The Living Coral Biobank, the world’s first dedicated coral conservation facility, will be located at the gateway to the Great Barrier Reef in Port Douglas, North Queensland, Australia.
Designed by Australia-based firm Contreras Earl Architecture, with engineering and sustainability consultants Arup and Werner Sobek, the primary goal of the facility is to keep alive and nurture over 800 species of the world’s hard corals. The new building typology—a ‘living ark’—will be the only dedicated facility of its kind in the world. Through its innovative design and engineering it will create optimal conditions for coral storage while minimizing energy consumption and solar gain, Contreras Earl Architecture said in a press release.
While the corals will be the primary building user, the 6830-m2 (73,518-sf) multi-function center will also host exhibition areas, an auditorium, and classrooms as well as advanced research and laboratory facilities over four levels. Providing an important education resource for Port Douglas, the wider region, and specialists worldwide, the Living Coral Biobank will enable visitors to get up close to live specimens in aquarium displays, learn about coral ecosystems through exhibitions and events, and observe coral husbandry experts going about their daily work in a protected wet lab environment. Additionally, the facility will also have a unique 200-person function space.
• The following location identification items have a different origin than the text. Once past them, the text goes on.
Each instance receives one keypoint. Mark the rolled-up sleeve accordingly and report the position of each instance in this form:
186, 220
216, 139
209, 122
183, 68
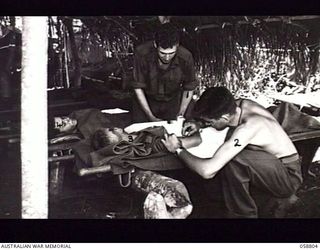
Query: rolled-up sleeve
139, 80
190, 81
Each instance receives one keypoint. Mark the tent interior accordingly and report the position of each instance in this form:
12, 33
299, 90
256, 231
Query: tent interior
269, 59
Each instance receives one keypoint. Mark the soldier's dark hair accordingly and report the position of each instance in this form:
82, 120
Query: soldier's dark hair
214, 103
166, 36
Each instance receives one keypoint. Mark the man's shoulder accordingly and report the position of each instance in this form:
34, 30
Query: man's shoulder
145, 48
184, 53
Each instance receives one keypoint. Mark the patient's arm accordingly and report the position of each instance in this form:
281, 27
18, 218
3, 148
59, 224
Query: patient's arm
191, 141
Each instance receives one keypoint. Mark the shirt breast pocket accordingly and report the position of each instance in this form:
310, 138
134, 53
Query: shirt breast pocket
173, 80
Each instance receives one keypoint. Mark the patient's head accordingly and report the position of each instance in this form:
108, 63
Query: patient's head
107, 136
64, 124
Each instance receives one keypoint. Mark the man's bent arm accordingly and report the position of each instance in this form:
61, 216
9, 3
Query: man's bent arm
144, 103
191, 141
208, 168
186, 98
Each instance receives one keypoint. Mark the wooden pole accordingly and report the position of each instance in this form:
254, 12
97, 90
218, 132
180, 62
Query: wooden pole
34, 149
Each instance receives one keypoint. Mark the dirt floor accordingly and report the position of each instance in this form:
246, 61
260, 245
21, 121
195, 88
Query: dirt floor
101, 197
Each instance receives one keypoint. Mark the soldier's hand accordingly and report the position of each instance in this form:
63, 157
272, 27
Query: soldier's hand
171, 142
189, 128
154, 119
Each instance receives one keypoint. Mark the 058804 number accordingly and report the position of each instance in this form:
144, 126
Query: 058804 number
308, 245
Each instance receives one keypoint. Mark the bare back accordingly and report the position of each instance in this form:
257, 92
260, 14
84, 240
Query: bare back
269, 136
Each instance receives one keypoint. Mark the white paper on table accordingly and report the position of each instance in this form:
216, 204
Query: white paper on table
211, 141
211, 138
114, 111
172, 127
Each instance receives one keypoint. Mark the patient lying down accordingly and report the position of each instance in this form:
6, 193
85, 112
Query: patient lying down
151, 137
167, 198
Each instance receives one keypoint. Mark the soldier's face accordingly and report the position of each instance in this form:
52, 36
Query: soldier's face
166, 55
The building’s sculptural form is inspired by the ‘mushroom’ coral—a hard coral identified by distinctive protective radial fins. The Living Coral Biobank’s façade is conceived as a series of organic undulating concrete fins clustered closely at ground level to offer protection from adverse tropical conditions including threats of flood. As they progress upward, the fins twist and unfurl, allowing natural light and ventilation of the upper levels while providing solar shading. The fins pull apart progressively toward Level 4 to provide a culminating visitor experience of a naturally lit exhibition and education space.
The morphology also responds to the need to conserve the corals at lower building levels in a highly controlled environment as well as the requirement for biosecurity to prevent cross-contamination. Contreras Earl Architecture is collaborating with Arup and Werner Sobek to integrate a holistic sustainable strategy that reduces energy consumption by tactically dividing the building into six compatible climate zones over four levels, with adjacencies minimizing energy resource use for climatic control. Aspiring to the biosystems of the coral reefs themselves, the building will aim to be self-sufficient and carbon neutral.
Architectural manipulation of light plays a significant role in defining the visitor journey. The experience begins at the entry plaza—a terraced forum space, providing transition space from the humid tropical heat of surrounding landscaped gardens and continues via a grand stair to the Level 2 Central Viewing Platform, where visitors can observe the wet lab specimen tanks in a protected environment below. Public spaces across the building’s main levels are visually connected through a central atrium, with the illumination generating a surreal atmosphere through the building’s levels much like the depths of the sea. At lower levels, brightness and color is introduced through reflections from the wet lab tanks, while cool light emanates from aquarium tanks positioned on Level 3. The fluorescence of the corals also contributes to the experience. Guests attending evening events and conferences will be surrounded by glowing coral species in the only function space of its kind.
This project has been developed in collaboration with the Great Barrier Reef Legacy and some of the world’s best scientific minds and educators.